Windows Share problem

Metu69salemi

What firewall rules and what outbound nat rules you have concerning this setup?

krisken

Dear Metu69salemi,

i've made some screenshots for you so you can get a clear view of the setup.
There can be some mistakes because i've tried to fix it using trial and error :)

Dashboard : http://kris.derocker.name/pfsense/windowsshare/dashboard.jpg
Outboud NAT : http://kris.derocker.name/pfsense/windowsshare/firewall-nat-outbound.jpg
Firewall rules LAN : http://kris.derocker.name/pfsense/windowsshare/firewall-rules-lan.jpg
Firewall rules WIFIPRIVATE : http://kris.derocker.name/pfsense/windowsshare/firewall-rules-wifiprivate.jpg

Metu69salemi

You may need new rule on manual outbound nat as:
from privatewifi to lan check the box DO NOT NAT

krisken

I've tried these settings without effect…

WIFIPRIVATE  10.0.0.0/24 * * * * * NO
LAN  10.101.0.0/24 * * * * * NO
WIFIPRIVATE  10.101.0.0/24 * 10.0.0.0/24 * * * NO
LAN  10.0.0.0/24 * 10.101.0.0/24 * * * NO

Lan = 10.0.0.1/24 range
WIFIPRIVATE = 10.101.0.1/24 range

Metu69salemi

did you change the order that more specific is uppermost?

cmb

I don't see any reason you need manual outbound NAT, better to use automatic, it won't NAT between internal subnets which is what is breaking your Windows share.

Metu69salemi

ok, thanks for the info, it was new to me also.

krisken

I use manual NAT because i also route some IP blocks (external IP's)

cmb

@krisken:

I use manual NAT because i also route some IP blocks (external IP's)

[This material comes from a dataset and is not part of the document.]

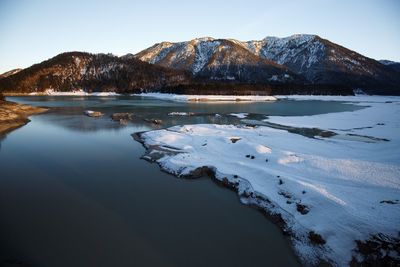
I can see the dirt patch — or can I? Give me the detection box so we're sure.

Ok, in that case just make sure you don't have outbound NAT rules matching traffic between internal networks.

krisken

Dear,

I don't think i have…do i?

cmb

Too many interfaces there in outbound NAT and not enough context to tell. Run a constant ping to the NAS, and check Diagnostics>States. Should just show two IPs there, not a third in the middle where it's translating it. If that's good, then your problem is almost certainly the NAS is setup to not serve Windows shares to off-subnet hosts. For instance Samba has a config option that lets you restrict what IP subnets it will serve, if it's a Windows host, the default Windows firewall settings commonly block all off-subnet file access.

krisken

This is what i get with ping :

icmp 10.0.0.31:768 <- 10.101.0.2 0:0
icmp 10.101.0.2:768 -> 10.0.0.31 0:0

10.0.0.31 = NAQ
10.101.0.2 = laptop using wireless

cmb

Then you aren't NATing, so that much is good. Problem is on the server then, what I noted in my last post.

krisken

cmb,

Thanks for your support, time and answers!